Wieder einmal hat das Comoedia Mundi Ensemble ihre Wägen und das große Zirkuszelt für zwei Wochen auf dem Stühlinger Kirchplatz aufgeschlagen. Das Wagencafe "Senza Licenza" und ein buntes Programm laden nun täglich ein, bevor es weitergeht ans Frankfurter Museumsufer. Vielen ist das experimentelle und lebendige Theater en tour bekannt, und so kamen sie auch trotz klammem Regenwetter zur Premiere ins rot-blaue Kuppelzeit. Das diesjähriges Stück heißt "Die 270. Nacht" frei nach "Ali Baba und die vierzig Räuber", Regie von Ulrike Möckel. Und was das Publikum in den folgenden prallen zwei Stunden erwartete, war ebenso bekannt wie immer wieder verblüffend. Denn die Bühne war leer - und sie blieb es auch. Nichts von orientalischer Üppigkeit und kilometerlangen Stoffbahnen. Dafür füllte sie sich umso intensiver mit dem, was Theater ist- Geschichten erzählt mit Körpern, Stimmen und Gesten. Am Bühnenrand die zwei Musiker Alfons Wild und Uli Winter in pludrigem Orientdress hinter Piano, Gitarre, Schlagzeug und diversen Trommeln. Gleich entrollten sie arabisch-jazzig den fliegenden Musik-Teppich. Als dann Loes Snijders und Moise Schmidt in roten und blauen Gewändern beginnen, ihre Geschichte wortgetreu zu erzählen, ist man schon mitten im Fernen Orient.

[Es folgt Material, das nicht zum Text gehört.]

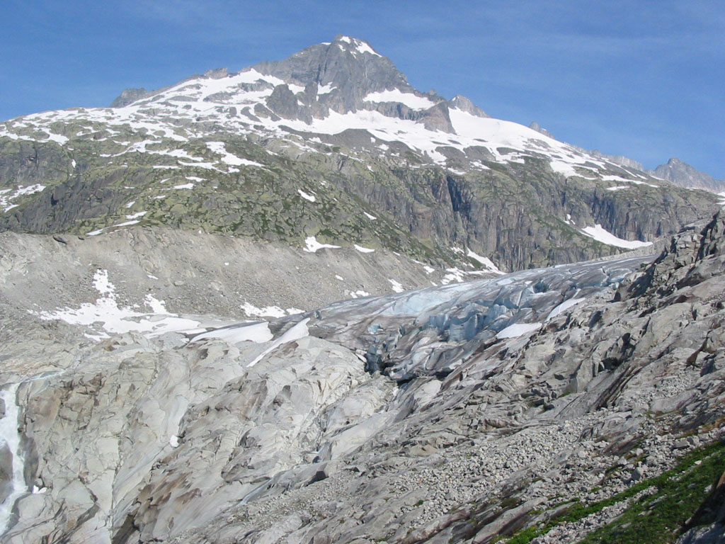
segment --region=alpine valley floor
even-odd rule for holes
[[[724,230],[220,329],[28,314],[2,541],[722,542]]]

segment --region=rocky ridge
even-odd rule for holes
[[[300,251],[314,236],[513,271],[616,254],[718,206],[465,96],[418,91],[344,36],[113,106],[0,123],[0,229],[163,226]]]
[[[647,505],[666,471],[721,471],[724,230],[720,213],[654,260],[201,334],[59,336],[52,365],[15,367],[35,493],[4,540],[486,543],[529,531],[543,543],[594,537],[639,508],[656,516]],[[708,516],[683,541],[721,537]]]
[[[647,172],[682,187],[704,189],[713,192],[725,191],[725,180],[715,179],[676,157],[670,159],[667,164],[660,165]]]

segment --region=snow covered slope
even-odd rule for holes
[[[0,123],[0,228],[162,223],[457,268],[479,266],[473,252],[511,270],[612,254],[631,247],[613,240],[647,243],[717,207],[465,96],[421,93],[347,36],[115,104]],[[597,225],[612,237],[590,236]]]

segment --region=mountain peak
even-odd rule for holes
[[[700,172],[676,157],[671,157],[667,164],[660,165],[655,170],[648,170],[648,173],[683,187],[704,189],[715,192],[725,190],[725,180],[715,179],[710,174]]]
[[[352,38],[349,36],[344,36],[343,34],[338,34],[335,36],[335,39],[330,44],[336,45],[344,51],[349,51],[353,54],[371,54],[376,57],[382,57],[381,54],[376,52],[375,49],[365,40],[360,40],[357,38]]]

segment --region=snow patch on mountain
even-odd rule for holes
[[[636,250],[638,247],[647,247],[647,246],[651,246],[652,242],[640,242],[639,240],[625,240],[621,238],[618,238],[612,233],[605,230],[600,224],[594,225],[592,226],[584,227],[579,231],[582,234],[588,236],[589,238],[593,238],[597,242],[600,242],[602,244],[606,244],[610,246],[616,246],[617,247],[624,247],[626,250]]]

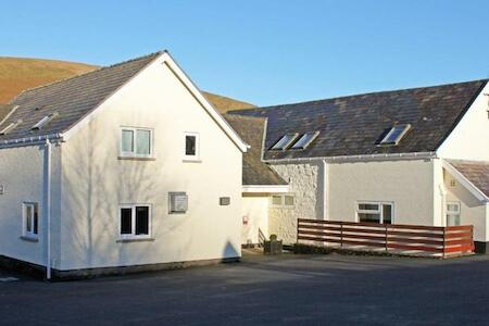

Blumig ist da nicht nur die Sprache, sondern auch das Feuerwerk an Einfällen, die die Szenen spielerisch umsetzen und die Charaktere lebendig machen. Denn die beiden Akteure sind Verwandlungskünstler: Hier ein Zipp am versteckten Reißverschluss, dort ein neuer musikalischer Akzent, schon ist aus der schönen Mardschana der Räuberhauptmann geworden oder aus All Baba der tüttelige Schneider Mustafa. Die Stimmung bewegt sich rasant von frech-komödiantisch bis zur bittersüßen Melancholie. Denn die Story gibt alles her, was in ein Menschenleben so passt:
Liebe, Geiz und Hass, Abenteuer, Gefahr, Trauer und Glück. Ein ständiger Wechsel der Szenen und Personen treibt die Geschichte voran. Assoziativ und scheinbar mühelos spinnt sich der Faden immer weiter und die beiden Akteure wirbeln und zappen sich als Zeitreisende durch die Geschichten-Galaxie. Dabei setzt die Musik den Impuls, und die Musiker sind nicht nur Kulissen-Macher, sondern Mitspieler und Komplizen. Überall ist Rhythmus- da entwickelt sich aus einem Satz, gemeinsam skandiert, ein halber Rap, ein Kanon, ein Klagechor. Mit Pantomime, Tanz, Gesang und Musik schaffen es die vier, die leere Bühne zur Schatzhöhle oder zum Basar zu machen - oder sich selbst in 40 Räuber zu verwandeln. Comoedia Mundi macht mit wilder Fabulierlust lebendiges Erzähltheater.